The Association of College and Research Libraries (ACRL) conference is held every two years in the early springtime. This year it was in Philadelphia, PA, and several Hope librarians, myself included, were able to attend. I always enjoy this conference as it is the largest, most diverse of its kind, dedicated to all aspects of academic librarianship. This year’s program included a large selection of contributed papers, three invited papers, numerous poster sessions and roundtable discussions, distinguished keynote speakers, and many more interesting sessions.
I usually find that I get the most out of the contributed papers as these report current research and innovation in the field, much of which can be be directly applied to what we do here at Van Wylen Library including: research instruction, assessment, collection management, evaluating new resources, etc. Other papers report on broader issues pertaining to the current state, trends, and future of academic libraries/librarianship in general.

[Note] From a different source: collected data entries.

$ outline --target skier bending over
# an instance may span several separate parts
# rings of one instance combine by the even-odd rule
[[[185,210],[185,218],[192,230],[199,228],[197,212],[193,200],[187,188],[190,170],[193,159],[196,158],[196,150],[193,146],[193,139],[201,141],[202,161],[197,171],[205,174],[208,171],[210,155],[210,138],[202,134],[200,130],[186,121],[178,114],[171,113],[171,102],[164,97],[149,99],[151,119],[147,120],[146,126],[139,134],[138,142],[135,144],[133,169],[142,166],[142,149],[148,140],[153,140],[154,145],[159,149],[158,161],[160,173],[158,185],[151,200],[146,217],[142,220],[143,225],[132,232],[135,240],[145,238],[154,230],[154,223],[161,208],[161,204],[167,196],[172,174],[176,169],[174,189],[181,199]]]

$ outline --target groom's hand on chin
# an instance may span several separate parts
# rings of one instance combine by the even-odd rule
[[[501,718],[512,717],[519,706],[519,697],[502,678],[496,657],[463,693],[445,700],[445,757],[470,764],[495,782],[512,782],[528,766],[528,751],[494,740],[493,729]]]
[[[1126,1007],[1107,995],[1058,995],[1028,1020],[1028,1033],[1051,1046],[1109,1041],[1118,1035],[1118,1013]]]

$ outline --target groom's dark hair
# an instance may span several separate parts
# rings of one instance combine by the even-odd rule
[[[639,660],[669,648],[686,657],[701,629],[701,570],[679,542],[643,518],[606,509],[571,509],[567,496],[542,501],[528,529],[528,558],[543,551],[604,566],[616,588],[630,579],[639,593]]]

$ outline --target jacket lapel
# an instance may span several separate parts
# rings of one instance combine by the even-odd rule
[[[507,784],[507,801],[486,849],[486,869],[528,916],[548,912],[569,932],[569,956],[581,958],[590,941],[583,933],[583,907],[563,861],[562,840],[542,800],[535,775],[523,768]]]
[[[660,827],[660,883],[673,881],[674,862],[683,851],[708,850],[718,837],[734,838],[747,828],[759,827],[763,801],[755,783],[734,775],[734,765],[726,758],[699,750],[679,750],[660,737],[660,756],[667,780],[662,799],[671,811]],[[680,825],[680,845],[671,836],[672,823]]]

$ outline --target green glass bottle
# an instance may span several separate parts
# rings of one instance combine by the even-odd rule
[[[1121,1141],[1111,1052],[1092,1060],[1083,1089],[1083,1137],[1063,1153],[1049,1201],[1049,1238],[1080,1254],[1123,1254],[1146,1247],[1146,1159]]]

Several sessions dealt with generational differences among academic librarians, examining the attitudes and opinions of “Baby-Boomers”, “Gen Xers”, and the up-and-coming “Millenials” or “Gen Y”. As a Gen Xer (i.e. in the middle) myself, I found this topic very interesting and even amusing. There was also much talk about where and how librarians fit into the bigger picture of higher education and student learning. I really enjoyed a paper presented by librarians at Carlton College. It explained the unique perspective that librarians have of students’ academic journeys via the considerable number of individual research consultations they schedule each semester. They explained that what librarians know about students and their research processes is quite different from their professors and found it beneficial to present this information to faculty during an informal “Learning and Teaching Center” lunch event. During this session they discussed and explained things such as: why students come to librarians for help, the “teaching” that really goes on during research appointments (not just giving students the answers or handing them information), and, while maintaining confidentiality, what are some of the common struggles and frustrations students wrestle with. While their session was a singular event, it served as a launching pad to further discussion and collaboration with professors who may have previously been ambivalent or unsure of what their students are getting from their interactions with librarians.
Aside from hearing presentations, attending panel discussions, and keynotes, I was able get out and explore the great city of Philadelphia.
Liberty Bell – check.
Cheese steak – check.
Flyers hockey game – check.
Run up the the “Rocky Steps” at the Philadelphia Museum of Art – umm, check.